SHREVEPORT, LA--The capture of the Golden State killer last Wednesday after 40 years had special meaning to LSUS students in Dr. Chris Hale's popular Criminal Justice class about serial murder. 
            Among the course's objectives: students must research, write and present a paper on an unknown or never-caught serial killer, concluding with who they feel is the identity of the killer and why.
            One such killer was the Golden State Killer (AKA the Original Night Stalker), who was the topic of a paper presented this semester by Jeremy Gill. Gill is a senior majoring in Criminology with a concentration in Forensic Science.  
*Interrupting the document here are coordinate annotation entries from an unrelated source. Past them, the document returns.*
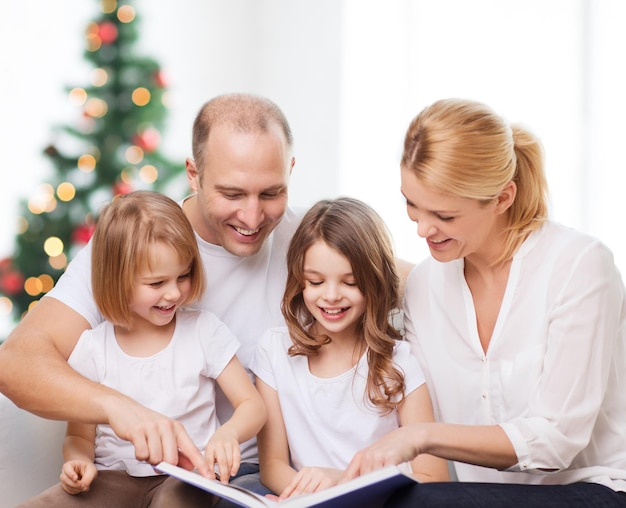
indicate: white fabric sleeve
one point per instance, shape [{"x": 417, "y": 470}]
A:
[
  {"x": 409, "y": 366},
  {"x": 261, "y": 364},
  {"x": 74, "y": 287},
  {"x": 582, "y": 333}
]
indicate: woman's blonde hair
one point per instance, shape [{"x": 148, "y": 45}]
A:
[
  {"x": 128, "y": 231},
  {"x": 462, "y": 148},
  {"x": 356, "y": 231}
]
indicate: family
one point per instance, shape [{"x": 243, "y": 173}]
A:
[{"x": 288, "y": 350}]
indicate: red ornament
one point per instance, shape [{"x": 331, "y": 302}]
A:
[
  {"x": 107, "y": 32},
  {"x": 148, "y": 140},
  {"x": 5, "y": 264},
  {"x": 82, "y": 234},
  {"x": 121, "y": 188},
  {"x": 11, "y": 282}
]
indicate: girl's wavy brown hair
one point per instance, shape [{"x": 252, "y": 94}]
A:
[{"x": 356, "y": 231}]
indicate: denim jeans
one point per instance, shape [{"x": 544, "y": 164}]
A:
[
  {"x": 249, "y": 478},
  {"x": 499, "y": 495}
]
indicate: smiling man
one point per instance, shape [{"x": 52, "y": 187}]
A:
[{"x": 239, "y": 176}]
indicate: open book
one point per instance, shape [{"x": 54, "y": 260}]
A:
[{"x": 368, "y": 491}]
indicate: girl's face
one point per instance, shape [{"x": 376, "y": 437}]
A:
[
  {"x": 330, "y": 291},
  {"x": 453, "y": 227},
  {"x": 161, "y": 287}
]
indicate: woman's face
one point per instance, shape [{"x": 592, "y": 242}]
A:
[{"x": 453, "y": 227}]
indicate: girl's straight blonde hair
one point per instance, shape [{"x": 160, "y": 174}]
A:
[{"x": 129, "y": 231}]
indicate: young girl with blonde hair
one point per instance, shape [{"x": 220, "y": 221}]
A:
[
  {"x": 338, "y": 376},
  {"x": 146, "y": 269}
]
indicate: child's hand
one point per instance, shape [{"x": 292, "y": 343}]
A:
[
  {"x": 77, "y": 476},
  {"x": 311, "y": 479},
  {"x": 223, "y": 450}
]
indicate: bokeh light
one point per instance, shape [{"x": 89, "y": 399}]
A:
[
  {"x": 141, "y": 96},
  {"x": 53, "y": 246},
  {"x": 66, "y": 191}
]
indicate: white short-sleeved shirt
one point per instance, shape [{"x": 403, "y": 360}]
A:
[
  {"x": 178, "y": 381},
  {"x": 243, "y": 292},
  {"x": 554, "y": 375},
  {"x": 327, "y": 420}
]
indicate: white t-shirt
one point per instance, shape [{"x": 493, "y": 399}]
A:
[
  {"x": 178, "y": 381},
  {"x": 554, "y": 375},
  {"x": 327, "y": 420},
  {"x": 243, "y": 292}
]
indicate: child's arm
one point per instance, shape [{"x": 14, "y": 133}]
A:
[
  {"x": 79, "y": 470},
  {"x": 248, "y": 418},
  {"x": 276, "y": 471},
  {"x": 417, "y": 408}
]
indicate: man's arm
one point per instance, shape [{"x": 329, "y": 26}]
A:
[{"x": 35, "y": 375}]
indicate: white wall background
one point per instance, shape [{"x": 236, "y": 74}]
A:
[{"x": 349, "y": 74}]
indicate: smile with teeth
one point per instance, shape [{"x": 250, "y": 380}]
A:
[
  {"x": 246, "y": 232},
  {"x": 334, "y": 311}
]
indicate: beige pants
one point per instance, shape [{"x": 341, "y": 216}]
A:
[{"x": 117, "y": 489}]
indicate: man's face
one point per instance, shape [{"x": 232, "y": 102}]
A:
[{"x": 242, "y": 188}]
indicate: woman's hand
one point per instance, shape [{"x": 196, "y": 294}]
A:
[
  {"x": 77, "y": 476},
  {"x": 392, "y": 449},
  {"x": 311, "y": 479}
]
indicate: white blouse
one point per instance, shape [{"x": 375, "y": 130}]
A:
[{"x": 554, "y": 375}]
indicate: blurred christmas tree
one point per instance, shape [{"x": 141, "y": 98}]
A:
[{"x": 114, "y": 149}]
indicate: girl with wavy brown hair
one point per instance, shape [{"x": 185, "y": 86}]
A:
[{"x": 338, "y": 376}]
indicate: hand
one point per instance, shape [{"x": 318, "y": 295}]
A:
[
  {"x": 223, "y": 450},
  {"x": 155, "y": 437},
  {"x": 392, "y": 449},
  {"x": 77, "y": 476},
  {"x": 309, "y": 480}
]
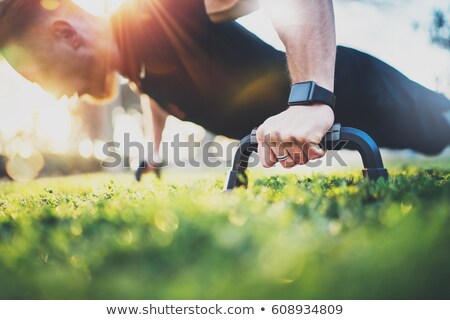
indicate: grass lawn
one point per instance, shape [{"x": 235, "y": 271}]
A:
[{"x": 329, "y": 236}]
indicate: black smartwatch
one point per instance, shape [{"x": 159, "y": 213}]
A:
[{"x": 308, "y": 93}]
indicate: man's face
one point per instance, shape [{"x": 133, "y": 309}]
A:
[{"x": 64, "y": 61}]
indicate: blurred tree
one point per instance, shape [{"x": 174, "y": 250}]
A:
[{"x": 440, "y": 30}]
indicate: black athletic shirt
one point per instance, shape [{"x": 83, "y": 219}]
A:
[{"x": 220, "y": 76}]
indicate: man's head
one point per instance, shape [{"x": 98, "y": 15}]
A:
[{"x": 59, "y": 46}]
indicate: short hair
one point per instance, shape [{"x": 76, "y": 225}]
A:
[{"x": 16, "y": 16}]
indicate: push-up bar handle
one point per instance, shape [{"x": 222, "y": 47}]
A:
[{"x": 336, "y": 139}]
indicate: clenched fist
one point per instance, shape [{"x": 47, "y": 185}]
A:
[{"x": 292, "y": 137}]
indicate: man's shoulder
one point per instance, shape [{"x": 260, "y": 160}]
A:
[{"x": 224, "y": 10}]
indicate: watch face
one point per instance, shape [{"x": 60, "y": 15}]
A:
[{"x": 301, "y": 92}]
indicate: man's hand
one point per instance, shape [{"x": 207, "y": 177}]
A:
[
  {"x": 295, "y": 133},
  {"x": 307, "y": 30}
]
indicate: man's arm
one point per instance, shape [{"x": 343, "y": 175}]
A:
[
  {"x": 159, "y": 117},
  {"x": 307, "y": 30}
]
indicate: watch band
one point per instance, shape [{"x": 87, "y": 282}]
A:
[{"x": 308, "y": 93}]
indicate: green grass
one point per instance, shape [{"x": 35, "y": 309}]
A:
[{"x": 320, "y": 237}]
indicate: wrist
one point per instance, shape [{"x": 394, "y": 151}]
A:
[{"x": 310, "y": 93}]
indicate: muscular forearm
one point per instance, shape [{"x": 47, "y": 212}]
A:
[{"x": 307, "y": 30}]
           "He had spoken with some of the researchers and was quite excited at the news," Dr. Hale said.  "Many of the students were fascinated that what they did in this course actually 'mirrored' reality."
            Gill remarked: "... it seems a new DNA sample is the evidence used for the arrest. He wasn't my suspect (the article mentions he wasn't a suspect until recently), but he was law enforcement. We had suspected either law enforcement or military based on ONS's precision and specific knowledge, so I'm glad to see we were somewhat on the right track. Definitely looking forward to further details."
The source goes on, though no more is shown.